Destroy call in placement new


I have a basic question.

Generally, using placement new, we could construct the object on the preallocated memory.

Say for an example: My_CLass size is 20 Bytes and want to create a pool for 5 objects. So 5*20 => 100 bytes have been allocated and the starting address of the pool is 0x1234

Now, using placement new, i have placed 3 object in the memory pool.

My question is,

  1. Having that starting address 0x1234, Is there anyway to find the number of valid objects in the pool?

  2. If i destroy the second object, how system knows the next object to be created in the second position and so on?


Solution

  • For this discussion, the word "pool" is used to mean some kind of pre-allocated memory supposed to hold a set of objects of some particular kind (could be all one class, or different classes, related or unrelated)

    1. Maybe.
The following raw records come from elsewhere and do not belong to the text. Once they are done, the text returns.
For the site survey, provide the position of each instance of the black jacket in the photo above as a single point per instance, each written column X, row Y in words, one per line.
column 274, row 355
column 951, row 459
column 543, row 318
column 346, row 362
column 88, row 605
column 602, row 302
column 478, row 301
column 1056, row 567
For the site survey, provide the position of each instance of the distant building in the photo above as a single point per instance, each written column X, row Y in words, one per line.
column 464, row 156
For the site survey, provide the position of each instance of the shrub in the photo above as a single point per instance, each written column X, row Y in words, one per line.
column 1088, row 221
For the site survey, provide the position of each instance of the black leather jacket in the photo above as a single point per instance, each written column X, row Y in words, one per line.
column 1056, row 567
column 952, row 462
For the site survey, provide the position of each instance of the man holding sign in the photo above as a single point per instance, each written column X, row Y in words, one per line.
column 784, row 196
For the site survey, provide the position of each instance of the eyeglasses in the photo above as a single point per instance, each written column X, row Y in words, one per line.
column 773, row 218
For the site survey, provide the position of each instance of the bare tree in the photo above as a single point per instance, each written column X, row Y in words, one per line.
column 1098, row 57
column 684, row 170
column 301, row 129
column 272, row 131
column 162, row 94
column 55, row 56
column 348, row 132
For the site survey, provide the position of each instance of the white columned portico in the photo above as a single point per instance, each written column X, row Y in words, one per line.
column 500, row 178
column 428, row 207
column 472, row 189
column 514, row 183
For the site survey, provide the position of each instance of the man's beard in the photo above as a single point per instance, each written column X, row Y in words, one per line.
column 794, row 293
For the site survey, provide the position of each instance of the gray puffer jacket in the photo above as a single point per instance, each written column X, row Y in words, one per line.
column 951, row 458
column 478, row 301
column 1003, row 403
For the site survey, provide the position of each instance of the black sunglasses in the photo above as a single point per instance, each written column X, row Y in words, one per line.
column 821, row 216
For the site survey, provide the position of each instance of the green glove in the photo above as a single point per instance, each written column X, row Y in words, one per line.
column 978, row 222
It all depends on how the pool itself is designed and implemented.

    2. The pool, assuming a correct and working implementation that supports this sort of operation, will keep track of where free space is located, how big it is, etc.

      The way this often works is that there is a pointer stored in the pool's metadata (in other words, the data about the pool itself, where it is known what size the pool is, how many elements are allocated, etc), which is the head of a linked list of free elements in the pool. This is just ONE solution, but it's a fairly common one.

    Note that there is absolutely no difference between this case and regular new allocating from the heap, except that if you have a specific pool that has the ability to track the number of elements in the pool, which the normal heap won't allow you to do directly (you can most perhaps find out how many allocations there are in total, but that would be anything from file-buffer allocations and dynamic strings to objects of type X, type Y - the heap itself doesn't track what the purpose of a particular allocation is, that's "someone else's problem").